How Politicians And The Press Overstated Military Budget Cuts By $100 Billion

Anxiety is rising in Washington about the big cuts to military spending slated to go into effect in January unless Congress takes action.

Republicans, defense industry executives, and some Democrats are arguing hard against the automatic cuts, which were the result of last summer’s deal [1] to raise the debt ceiling and would also cut nondefense spending equally. Multiple members of Congress have warned that slashing defense spending by $600 billion would devastate the military, with Sen. Lindsey Graham this month predicting the cuts [2] would deal “a death blow to our ability to defend ourselves.”

There’s just one problem: The number they cite is wrong.

The law triggering the cuts does not slash the military budget by $600 billion. That figure — which has also been widely cited in the media [3] — overstates the amount of military cuts by more than $100 billion.

Signed by President Obama last August after the debt ceiling drama, the law actually requires $492 billion in military budget cuts. (The cuts are slated to take place over nine years.)

The oft-repeated higher figure of $600 billion is actually the total in projected deficit reduction that the government would get by cutting $492 billion from the military. The extra $108 billion in projected savings would come via interest payments the government wouldn't have to make. Since the government would be spending less, it could borrow less and thus save on interest.

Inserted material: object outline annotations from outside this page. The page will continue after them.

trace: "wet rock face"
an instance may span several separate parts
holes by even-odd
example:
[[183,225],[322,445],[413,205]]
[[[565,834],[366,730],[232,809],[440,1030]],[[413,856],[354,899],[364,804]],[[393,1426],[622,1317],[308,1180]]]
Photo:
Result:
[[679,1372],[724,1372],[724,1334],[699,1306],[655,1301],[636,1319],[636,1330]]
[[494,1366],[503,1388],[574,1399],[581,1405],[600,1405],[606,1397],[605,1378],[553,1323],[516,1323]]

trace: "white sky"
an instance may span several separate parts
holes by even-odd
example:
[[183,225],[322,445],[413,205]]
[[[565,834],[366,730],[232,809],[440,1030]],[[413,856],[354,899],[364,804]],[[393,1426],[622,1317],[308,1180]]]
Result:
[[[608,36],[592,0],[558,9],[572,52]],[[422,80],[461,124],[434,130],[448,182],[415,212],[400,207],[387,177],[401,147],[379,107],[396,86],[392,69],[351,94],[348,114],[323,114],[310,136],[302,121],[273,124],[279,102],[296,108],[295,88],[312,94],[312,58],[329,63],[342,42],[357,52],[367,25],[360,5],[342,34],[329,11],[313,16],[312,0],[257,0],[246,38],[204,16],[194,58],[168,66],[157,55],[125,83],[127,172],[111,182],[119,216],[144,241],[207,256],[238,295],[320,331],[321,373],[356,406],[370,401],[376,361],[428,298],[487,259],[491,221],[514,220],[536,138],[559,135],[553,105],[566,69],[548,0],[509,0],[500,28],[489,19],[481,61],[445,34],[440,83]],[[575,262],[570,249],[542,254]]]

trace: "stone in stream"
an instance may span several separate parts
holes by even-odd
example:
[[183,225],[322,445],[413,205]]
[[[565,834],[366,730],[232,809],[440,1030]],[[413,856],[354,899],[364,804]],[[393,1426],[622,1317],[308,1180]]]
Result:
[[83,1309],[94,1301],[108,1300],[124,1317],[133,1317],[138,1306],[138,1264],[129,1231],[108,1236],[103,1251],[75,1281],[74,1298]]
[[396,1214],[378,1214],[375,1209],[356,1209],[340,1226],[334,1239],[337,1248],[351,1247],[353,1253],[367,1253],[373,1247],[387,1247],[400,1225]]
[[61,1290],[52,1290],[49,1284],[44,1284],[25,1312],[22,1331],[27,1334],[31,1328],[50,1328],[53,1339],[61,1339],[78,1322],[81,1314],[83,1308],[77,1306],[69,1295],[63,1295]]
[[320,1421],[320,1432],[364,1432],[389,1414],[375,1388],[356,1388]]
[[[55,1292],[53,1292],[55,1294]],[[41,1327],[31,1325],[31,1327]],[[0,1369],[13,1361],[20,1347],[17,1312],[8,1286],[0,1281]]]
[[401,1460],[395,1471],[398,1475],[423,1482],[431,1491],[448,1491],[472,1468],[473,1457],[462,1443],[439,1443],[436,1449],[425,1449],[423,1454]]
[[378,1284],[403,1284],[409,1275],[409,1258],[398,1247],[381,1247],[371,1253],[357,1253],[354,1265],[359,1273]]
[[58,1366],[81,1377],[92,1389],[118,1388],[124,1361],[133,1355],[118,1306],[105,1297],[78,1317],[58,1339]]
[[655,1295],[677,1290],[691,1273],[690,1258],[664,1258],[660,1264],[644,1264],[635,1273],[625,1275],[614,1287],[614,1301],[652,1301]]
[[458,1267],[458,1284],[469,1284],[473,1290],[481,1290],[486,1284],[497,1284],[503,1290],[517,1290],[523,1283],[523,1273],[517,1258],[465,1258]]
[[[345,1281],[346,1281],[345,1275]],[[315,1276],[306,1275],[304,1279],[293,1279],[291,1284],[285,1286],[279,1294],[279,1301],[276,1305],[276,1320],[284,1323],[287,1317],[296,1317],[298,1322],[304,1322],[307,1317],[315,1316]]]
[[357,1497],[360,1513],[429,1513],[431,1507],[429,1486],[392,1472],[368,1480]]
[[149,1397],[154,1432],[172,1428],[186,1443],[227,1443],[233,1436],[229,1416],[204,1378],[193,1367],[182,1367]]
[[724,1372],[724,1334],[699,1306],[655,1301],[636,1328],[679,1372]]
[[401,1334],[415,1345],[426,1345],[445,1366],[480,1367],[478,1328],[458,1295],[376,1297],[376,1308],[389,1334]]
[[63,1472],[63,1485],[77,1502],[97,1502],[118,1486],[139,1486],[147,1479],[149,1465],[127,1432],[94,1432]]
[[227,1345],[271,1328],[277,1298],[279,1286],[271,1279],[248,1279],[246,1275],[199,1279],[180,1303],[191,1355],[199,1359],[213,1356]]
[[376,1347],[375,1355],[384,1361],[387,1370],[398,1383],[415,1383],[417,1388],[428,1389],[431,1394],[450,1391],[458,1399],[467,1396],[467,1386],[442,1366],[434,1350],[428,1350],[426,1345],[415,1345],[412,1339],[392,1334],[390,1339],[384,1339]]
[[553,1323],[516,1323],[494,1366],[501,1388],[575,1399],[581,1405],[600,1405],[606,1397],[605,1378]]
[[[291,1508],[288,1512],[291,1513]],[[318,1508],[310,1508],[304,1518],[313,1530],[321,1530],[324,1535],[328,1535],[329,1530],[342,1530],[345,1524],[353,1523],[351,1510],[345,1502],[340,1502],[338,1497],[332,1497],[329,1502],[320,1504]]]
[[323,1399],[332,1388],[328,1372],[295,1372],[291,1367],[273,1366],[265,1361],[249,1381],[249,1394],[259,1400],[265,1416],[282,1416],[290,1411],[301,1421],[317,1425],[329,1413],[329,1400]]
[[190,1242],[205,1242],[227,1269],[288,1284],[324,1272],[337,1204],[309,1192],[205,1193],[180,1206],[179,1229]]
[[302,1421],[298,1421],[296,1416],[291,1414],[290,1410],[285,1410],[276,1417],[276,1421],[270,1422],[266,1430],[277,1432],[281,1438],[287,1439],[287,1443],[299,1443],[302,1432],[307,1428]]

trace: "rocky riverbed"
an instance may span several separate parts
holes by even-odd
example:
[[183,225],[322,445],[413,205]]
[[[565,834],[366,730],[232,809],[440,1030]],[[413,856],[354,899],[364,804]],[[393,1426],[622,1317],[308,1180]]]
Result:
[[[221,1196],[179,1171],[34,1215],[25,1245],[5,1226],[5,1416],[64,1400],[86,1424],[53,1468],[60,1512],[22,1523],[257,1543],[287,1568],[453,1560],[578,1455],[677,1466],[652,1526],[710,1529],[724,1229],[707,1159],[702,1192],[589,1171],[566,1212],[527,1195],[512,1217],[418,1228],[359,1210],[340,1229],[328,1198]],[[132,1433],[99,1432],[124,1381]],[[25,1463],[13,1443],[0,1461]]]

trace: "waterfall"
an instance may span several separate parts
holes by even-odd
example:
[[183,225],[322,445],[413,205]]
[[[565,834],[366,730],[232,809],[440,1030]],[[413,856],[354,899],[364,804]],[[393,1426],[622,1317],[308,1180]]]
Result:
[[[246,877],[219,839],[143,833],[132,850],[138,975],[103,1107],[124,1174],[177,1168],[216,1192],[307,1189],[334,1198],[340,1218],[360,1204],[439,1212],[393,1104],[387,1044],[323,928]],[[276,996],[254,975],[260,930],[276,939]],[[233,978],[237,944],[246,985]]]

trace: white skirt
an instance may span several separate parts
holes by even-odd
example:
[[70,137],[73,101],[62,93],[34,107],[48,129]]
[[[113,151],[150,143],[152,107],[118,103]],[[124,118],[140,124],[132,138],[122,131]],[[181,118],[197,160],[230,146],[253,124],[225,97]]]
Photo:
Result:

“It is downright misleading to say that sequestration will cut defense by $600 billion,” said David Berteau [4], senior vice president at the Center for Strategic and International Studies and a former Defense Department official. (Sequestration [5] is the term often used in Washington to refer to the cuts.)

“This entire exercise against sequestration is tainted by the intense desire of several parties — from the members of Congress who voted for the bill to the Pentagon that wants to avoid the cuts — to make sequestration seem untenable,” Berteau added.